Allure of the Forbidden

November 24, 2008

by Natalie Jankowski

BEAST: The castle is your home now, so you can go anywhere you wish, except the West Wing.
BELLE: What’s in the West Wing?
BEAST: It’s forbidden!

What is this allure toward the forbidden we humans have? In the Disney animated classic (ok, so clearly the allure is not just limited to humans) Beauty and the Beast, despite Beast warning Belle not to enter the West Wing as it is forbidden, what does she later do? With slight trepidation, she goes in anyway. Why are we innately drawn to things just beyond our grasp, things we are told not to go near?

 

Last Friday, October 21, I had the opportunity to attend the Center’s last event of the semester, a brown bag discussion with Dr. Charles Bosk about his paper “Forbidden Knowledge: The Phenomenology of Scientific Inaction” (though he prefers the term “social cartography of knowledge” to “forbidden knowledge”). Trying to grasp this concept of “forbidden knowledge” (which I am going to abbreviate as FK for now…) was a bit tricky, I’ll admit. In his paper, Dr.

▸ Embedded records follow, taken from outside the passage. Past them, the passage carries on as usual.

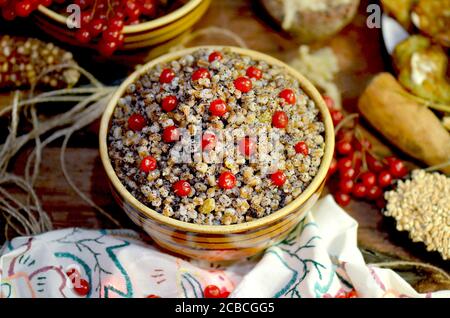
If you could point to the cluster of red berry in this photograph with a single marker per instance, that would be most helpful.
(80, 285)
(104, 20)
(359, 173)
(218, 107)
(22, 8)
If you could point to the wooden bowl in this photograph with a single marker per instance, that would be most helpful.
(141, 35)
(219, 242)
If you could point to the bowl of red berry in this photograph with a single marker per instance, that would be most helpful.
(216, 152)
(110, 25)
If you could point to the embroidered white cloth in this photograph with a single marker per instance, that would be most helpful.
(320, 258)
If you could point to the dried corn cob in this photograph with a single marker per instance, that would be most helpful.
(23, 61)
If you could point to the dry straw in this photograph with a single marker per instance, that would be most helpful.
(19, 203)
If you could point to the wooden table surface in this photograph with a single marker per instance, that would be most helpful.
(361, 55)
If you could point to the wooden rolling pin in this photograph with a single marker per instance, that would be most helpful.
(404, 121)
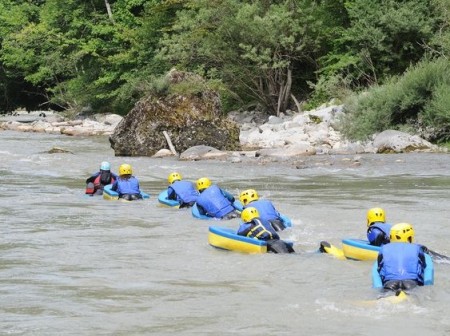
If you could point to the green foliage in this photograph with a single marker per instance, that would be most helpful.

Bosk gives a kind of two-fold definition of the broad term, FK: it “refers to research that poses an unacceptable threat to human or animal subjects, to society at large, or to the researchers themselves…. [FK] better calls attention to how academic researchers understand the cultural, organizational, disciplinary, and personal factors that shape acceptable research options.” It’s kind of a broad definition and thus, I had a little trouble trying to relate to it or at least put it in a context that I could better understand.


 

The questions of who, exactly, is doing the forbidding and where authority lies came up frequently. In his question to Dr. Bosk, one of the Center’s fellows used the term “corporatization of knowledge” almost as an alternative to FK. Kind of like in Monster’s Inc. when Mike and Sully figure out how to occupy Boo once they realize she is only a harmless little girl (second Disney reference… you see where I’m going with this?),and then it hit me: Disney! Now, as usual, I could relate. “Corporatization of knowledge” almost seems like a branch of FK, though in the case of the Walt Disney Company, it is not quite in the same context, but Disney will serve as a great example nonetheless.


 

Disney has a TON of authority and forbidding power in our society that many people may not realize. Why? Because they don’t hear about it. Why? Disney keeps it on the DL. Why? So as not to tarnish their happy, magical image. Disney fits the concept of “corporatization of knowledge” perfectly. They are one of the big five media conglomerates that dominate global media and have a “to infinity and beyond” (thank you Buzz Lightyear) type of control over what information the public sees and consumes. Disney is an active participant in a kind of FK in all the information they choose, or not, to release to us; a type of control that could be seen as threatening to our democracy. And I mean that with the utmost respect as I still do work for them, but find critiquing their practices absolutely fascinating. On that note, (and no, I am not always required to say this, but shall say it anyway) have a magical day!